はじまりは、再会の後から 〜二人のイケメンからプロポーズされて困惑しています〜

梨乃は怪訝な顔をして聞き返す。

「つもり……ですか?」

またもや千雪は慌てて否定した。

「いやいや!仲良しだったよ!ずっと連絡が無かったから、つい、つもりなんて言っちゃっただけ。翔也くんにも事情があったんだろうしね」

一度だけ、千雪はメールを送ったことがある。しかし返事は来なかった。それが翔也から憎い人への返事だったと思っている。

千雪は翔也との関係を掻い摘んで梨乃に語った。すると面白いもので、翔也との思い出が昨日のことのように思い浮かんでくる。

楽しいことばかりが浮かんできたのだが、最後に憎い人と言われたことも鮮明に蘇った。

(これって翔也くんに突っ込んで聞いてもいいのかな……)

自然と苦い顔になる。千雪はちくんと痛んだその感情にそっと蓋をした。

会計の時、千雪は翔也に名刺を渡した。哲平の真似をして裏にプライベートの連絡先も添えた。

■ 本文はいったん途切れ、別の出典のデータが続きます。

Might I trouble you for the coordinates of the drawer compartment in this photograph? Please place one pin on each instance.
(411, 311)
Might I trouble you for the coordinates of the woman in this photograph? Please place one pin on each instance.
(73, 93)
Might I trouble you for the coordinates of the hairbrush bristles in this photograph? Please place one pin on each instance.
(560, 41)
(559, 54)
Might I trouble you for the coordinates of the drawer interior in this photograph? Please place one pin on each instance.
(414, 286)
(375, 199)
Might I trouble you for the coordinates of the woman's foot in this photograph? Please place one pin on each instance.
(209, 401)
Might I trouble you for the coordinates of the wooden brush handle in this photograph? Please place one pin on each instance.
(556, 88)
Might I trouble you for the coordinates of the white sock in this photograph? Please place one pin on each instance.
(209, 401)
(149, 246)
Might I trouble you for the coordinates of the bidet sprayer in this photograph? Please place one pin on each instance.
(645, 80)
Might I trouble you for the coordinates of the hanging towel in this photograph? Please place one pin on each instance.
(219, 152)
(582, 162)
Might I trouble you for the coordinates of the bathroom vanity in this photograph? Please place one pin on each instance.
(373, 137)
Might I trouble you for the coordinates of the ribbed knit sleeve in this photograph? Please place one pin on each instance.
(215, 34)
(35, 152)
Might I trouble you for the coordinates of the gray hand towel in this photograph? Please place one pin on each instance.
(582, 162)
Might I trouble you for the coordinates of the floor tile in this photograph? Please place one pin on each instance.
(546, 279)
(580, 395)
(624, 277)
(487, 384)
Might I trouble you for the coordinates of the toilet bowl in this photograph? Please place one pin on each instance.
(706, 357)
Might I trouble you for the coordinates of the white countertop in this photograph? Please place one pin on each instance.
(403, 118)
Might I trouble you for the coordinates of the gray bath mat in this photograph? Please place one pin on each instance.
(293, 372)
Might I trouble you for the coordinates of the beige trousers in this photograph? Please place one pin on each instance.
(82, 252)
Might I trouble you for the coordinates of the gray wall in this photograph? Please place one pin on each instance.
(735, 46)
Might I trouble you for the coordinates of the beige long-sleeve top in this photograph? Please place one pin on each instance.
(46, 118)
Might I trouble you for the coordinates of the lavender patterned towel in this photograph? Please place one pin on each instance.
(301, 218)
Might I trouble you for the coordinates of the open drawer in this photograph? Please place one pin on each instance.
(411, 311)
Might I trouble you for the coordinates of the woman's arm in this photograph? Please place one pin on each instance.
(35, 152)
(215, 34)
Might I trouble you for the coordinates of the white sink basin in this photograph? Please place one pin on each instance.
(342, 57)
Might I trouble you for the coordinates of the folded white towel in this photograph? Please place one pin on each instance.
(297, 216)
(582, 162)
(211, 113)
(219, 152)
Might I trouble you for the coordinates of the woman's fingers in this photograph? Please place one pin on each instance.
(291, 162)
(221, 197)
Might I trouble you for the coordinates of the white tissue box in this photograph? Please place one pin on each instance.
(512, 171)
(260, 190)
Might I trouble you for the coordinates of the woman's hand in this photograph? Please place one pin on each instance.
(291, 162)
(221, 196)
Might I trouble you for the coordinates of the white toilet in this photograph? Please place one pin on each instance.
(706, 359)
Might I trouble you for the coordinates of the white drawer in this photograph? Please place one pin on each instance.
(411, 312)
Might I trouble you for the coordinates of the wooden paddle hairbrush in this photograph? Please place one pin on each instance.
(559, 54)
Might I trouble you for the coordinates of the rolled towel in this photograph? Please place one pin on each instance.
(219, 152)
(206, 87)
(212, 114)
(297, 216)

「あっ、インテリアコーディネーターになったんだ。ちぃは好きなことを仕事にしたんだね。おめでとう……って言っていいのかな?」

「ありがとう。覚えていてくれたんだ。へへ……嬉しいな」

「よく建売住宅の間取りのチラシとか、インテリア雑誌とか見てたもんね。凄いよ、ちぃ」

純粋に翔也の言葉が嬉しくて、千雪は顔から耳まで真っ赤になってしまった。

昔、初めて翔也の家に入った時、洗練されたフランス風のインテリアに興奮した。こんな素敵なお家があるのかと。統一感のない雑然とした自宅のリビングに、がっかりしたことまで思い出す。

それから千雪はインテリアに興味を持った。学校の休み時間に教室でインテリアの本を読んでいたこともある。

「そんな褒められたら、ちょっと恥ずかしいよ」

「そ?」

翔也はくすっと笑う。

「あの、翔也くん。いつでもいいから連絡もらえると嬉しいな」

千雪は遠慮がちに翔也に告げた。

「もちろんだよ。ちぃとゆっくり話もしたいしね」

「え?ほんと?私と話していいの?だって……嫌じゃないの?」

「なんで?嫌なわけないでしょ。もしかして、ちぃは嫌なの?」

「まさか!話したいよ。聞きたいこともあるし。じゃあ連絡待ってる」

(普通に話ができて良かった。距離を置かれたらどうしようかと思ったよ。なんせ私は憎い人だからね)

千雪は心からほっとした。そして翔也に軽く手を振ると、梨乃と共にティエドゥールを後にした。